My problem with a website:
Although the data changes regularly, the structure of the data always remains the same. I try to transfer the content (only the last two columns with the headers: Aktenzeichen and Aufgehoben) to excel in 3 columns (ID-Number, Date, Time) by splitting the values of Aufgehoben in date and time.
My problem is that the values in "Bundesland" and "Amtsgericht" columns (even though I don't need those) have a different frequency of occurrence than the rest of the data and mess up all the trs and tds in the html-structure and so I don't understand how to use the selectors! Any ideas? THX.
my...mmm...code:
Sub GetData()
Const URL = "https://www.zvg.com/appl/aufgehoben.prg?act=getHTML"
Dim html As New HTMLDocument
Dim elmt As Object
Dim x As long
With CreateObject("MSXML2.XMLHTTP")
.Open "GET", URL, False
.send
html.body.innerHTML = .responseText
End With
For x = 0 to ????.Length - 1
Set elmt = html.querySelectorAll("???")
ActiveSheet.Cells(y + 2, 2) = elmt.Item(?).innerText 'Aktenzeichen
ActiveSheet.Cells(y + 2, 3) = elmt.Item(?).innerText 'Date
ActiveSheet.Cells(y + 2, 4) = elmt.Item(?).innerText 'Time
Next
End Sub
Work with arrays, touch the sheet only at the end to reduce I/O, convert to using css selectors and doing your filtering within those selectors, use typed functions and reduce the code complexity.
Results:
Difference over 10,000 runs (single request, multiple parses and placing data in sheet).
Median difference was 5.4 times faster to make those changes over 10,000 runs.

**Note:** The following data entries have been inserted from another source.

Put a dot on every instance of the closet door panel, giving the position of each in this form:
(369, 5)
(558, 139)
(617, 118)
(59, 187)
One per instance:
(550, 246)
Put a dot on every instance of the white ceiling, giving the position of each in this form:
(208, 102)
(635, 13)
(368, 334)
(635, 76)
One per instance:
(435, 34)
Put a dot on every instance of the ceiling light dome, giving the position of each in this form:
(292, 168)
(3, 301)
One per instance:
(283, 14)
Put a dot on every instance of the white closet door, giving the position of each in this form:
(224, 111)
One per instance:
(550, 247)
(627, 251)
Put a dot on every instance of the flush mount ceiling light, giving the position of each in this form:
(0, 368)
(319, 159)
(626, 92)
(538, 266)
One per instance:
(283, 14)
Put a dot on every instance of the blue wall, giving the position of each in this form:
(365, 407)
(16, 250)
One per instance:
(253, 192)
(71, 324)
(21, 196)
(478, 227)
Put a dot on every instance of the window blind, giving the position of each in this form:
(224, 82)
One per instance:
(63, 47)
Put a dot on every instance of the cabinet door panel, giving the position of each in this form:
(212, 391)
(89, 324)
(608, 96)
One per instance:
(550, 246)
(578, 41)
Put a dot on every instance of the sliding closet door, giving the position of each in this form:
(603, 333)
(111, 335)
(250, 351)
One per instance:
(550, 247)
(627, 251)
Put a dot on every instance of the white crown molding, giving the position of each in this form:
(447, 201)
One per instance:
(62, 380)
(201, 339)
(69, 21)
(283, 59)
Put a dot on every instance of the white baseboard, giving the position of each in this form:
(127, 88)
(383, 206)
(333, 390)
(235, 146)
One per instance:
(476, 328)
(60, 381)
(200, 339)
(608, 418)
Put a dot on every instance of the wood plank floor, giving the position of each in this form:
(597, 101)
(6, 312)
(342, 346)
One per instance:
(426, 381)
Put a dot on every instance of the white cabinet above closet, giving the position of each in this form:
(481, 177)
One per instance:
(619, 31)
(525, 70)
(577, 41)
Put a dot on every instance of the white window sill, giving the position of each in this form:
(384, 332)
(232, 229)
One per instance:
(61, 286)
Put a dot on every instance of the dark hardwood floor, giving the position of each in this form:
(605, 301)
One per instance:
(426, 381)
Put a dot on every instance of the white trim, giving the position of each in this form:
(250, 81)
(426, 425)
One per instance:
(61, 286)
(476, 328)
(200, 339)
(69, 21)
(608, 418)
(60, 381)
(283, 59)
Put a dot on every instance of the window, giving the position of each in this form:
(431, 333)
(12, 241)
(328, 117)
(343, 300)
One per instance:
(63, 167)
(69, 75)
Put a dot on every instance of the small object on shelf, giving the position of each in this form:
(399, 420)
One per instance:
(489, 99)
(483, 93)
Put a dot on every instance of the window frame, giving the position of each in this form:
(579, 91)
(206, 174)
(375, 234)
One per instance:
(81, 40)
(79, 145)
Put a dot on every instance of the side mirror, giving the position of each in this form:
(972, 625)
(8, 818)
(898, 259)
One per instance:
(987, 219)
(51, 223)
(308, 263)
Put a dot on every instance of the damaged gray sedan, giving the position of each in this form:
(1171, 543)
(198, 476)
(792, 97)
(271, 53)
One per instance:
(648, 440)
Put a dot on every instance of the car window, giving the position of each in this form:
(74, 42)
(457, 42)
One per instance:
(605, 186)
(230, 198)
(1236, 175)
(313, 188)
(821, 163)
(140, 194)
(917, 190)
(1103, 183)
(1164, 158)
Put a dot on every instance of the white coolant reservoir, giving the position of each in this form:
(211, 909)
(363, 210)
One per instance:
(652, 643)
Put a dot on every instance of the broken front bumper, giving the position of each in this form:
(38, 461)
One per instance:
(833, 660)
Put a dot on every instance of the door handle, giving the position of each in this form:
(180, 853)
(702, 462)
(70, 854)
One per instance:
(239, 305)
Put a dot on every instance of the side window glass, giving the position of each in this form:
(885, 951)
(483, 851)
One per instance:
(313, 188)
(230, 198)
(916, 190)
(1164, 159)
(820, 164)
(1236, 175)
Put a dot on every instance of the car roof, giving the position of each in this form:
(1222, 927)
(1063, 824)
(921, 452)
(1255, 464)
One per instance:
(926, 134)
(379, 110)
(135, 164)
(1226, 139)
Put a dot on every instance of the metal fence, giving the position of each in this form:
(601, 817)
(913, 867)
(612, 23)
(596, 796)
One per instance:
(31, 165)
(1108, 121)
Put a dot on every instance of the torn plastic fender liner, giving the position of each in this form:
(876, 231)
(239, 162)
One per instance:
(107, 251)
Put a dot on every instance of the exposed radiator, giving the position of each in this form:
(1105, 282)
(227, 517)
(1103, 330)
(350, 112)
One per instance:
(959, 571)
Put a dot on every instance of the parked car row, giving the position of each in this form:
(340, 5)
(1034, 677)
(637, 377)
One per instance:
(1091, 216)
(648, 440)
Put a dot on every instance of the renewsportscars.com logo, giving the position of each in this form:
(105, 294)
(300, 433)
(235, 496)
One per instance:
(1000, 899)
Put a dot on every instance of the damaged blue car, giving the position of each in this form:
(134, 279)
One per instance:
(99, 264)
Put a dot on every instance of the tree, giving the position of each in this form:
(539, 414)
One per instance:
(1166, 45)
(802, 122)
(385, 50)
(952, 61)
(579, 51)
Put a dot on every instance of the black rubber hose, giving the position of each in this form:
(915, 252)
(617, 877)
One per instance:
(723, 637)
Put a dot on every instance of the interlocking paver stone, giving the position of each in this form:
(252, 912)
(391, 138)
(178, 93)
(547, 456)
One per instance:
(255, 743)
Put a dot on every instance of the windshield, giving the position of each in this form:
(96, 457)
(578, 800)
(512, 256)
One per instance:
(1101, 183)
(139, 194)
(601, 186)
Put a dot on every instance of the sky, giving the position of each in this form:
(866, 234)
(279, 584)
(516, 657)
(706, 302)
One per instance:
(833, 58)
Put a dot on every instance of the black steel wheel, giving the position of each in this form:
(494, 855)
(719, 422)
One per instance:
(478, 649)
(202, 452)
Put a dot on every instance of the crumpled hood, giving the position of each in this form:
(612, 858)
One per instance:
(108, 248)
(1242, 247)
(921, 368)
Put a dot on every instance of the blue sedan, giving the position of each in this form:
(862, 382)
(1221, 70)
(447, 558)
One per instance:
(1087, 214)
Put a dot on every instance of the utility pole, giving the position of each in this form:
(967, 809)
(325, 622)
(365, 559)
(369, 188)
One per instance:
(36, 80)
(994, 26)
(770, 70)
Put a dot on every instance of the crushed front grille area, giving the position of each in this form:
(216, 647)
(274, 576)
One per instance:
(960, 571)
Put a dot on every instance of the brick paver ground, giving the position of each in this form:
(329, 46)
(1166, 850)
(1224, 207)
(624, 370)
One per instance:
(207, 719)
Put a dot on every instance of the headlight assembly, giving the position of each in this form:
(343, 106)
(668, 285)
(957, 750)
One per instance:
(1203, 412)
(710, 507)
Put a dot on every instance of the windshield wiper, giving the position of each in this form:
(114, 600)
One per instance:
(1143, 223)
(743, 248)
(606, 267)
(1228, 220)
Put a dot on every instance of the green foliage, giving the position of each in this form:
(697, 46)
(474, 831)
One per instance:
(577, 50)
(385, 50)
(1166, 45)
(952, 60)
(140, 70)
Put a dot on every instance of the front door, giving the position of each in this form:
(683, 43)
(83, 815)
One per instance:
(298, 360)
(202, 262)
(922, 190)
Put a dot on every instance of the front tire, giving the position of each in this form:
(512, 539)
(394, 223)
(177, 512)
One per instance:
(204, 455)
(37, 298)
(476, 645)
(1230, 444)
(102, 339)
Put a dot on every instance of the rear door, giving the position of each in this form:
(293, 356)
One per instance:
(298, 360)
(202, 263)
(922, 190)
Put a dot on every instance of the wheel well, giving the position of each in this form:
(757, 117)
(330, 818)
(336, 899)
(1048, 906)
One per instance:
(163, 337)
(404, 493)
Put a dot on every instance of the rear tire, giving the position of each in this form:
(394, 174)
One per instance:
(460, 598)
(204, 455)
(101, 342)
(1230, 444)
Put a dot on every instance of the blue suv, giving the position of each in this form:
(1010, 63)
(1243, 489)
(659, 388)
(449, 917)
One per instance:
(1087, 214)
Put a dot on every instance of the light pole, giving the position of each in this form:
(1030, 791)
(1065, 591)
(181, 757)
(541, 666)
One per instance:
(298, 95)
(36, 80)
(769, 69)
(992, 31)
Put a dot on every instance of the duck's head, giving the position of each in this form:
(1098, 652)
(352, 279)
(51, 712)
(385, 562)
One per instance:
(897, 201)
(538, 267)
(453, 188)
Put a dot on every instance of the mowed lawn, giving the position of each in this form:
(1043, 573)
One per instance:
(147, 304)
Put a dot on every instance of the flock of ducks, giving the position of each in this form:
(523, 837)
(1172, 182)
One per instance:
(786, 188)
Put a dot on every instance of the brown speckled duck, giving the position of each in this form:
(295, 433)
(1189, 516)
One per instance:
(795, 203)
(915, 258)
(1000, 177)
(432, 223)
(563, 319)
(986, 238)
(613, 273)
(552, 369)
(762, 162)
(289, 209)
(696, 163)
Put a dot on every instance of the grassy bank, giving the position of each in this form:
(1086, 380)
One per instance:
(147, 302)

No other difference in optimizations than described above. ScreenUpdating
was switched off for both.
VBA:
Option Explicit
Public r As Long
Public Sub GetContents()
Dim http As MSXML2.XMLHTTP60, html As MSHTML.HTMLDocument
Set http = New MSXML2.XMLHTTP60: Set html = New MSHTML.HTMLDocument
With http
.Open "GET", "https://www.zvg.com/appl/aufgehoben.prg?act=getHTML", False
.send
html.body.innerHTML = .responseText
End With
Dim colOne As MSHTML.IHTMLDOMChildrenCollection, colTwoAndThree As MSHTML.IHTMLDOMChildrenCollection, i As Long
Set colOne = html.querySelectorAll("td + td > table td + td:nth-child(2)")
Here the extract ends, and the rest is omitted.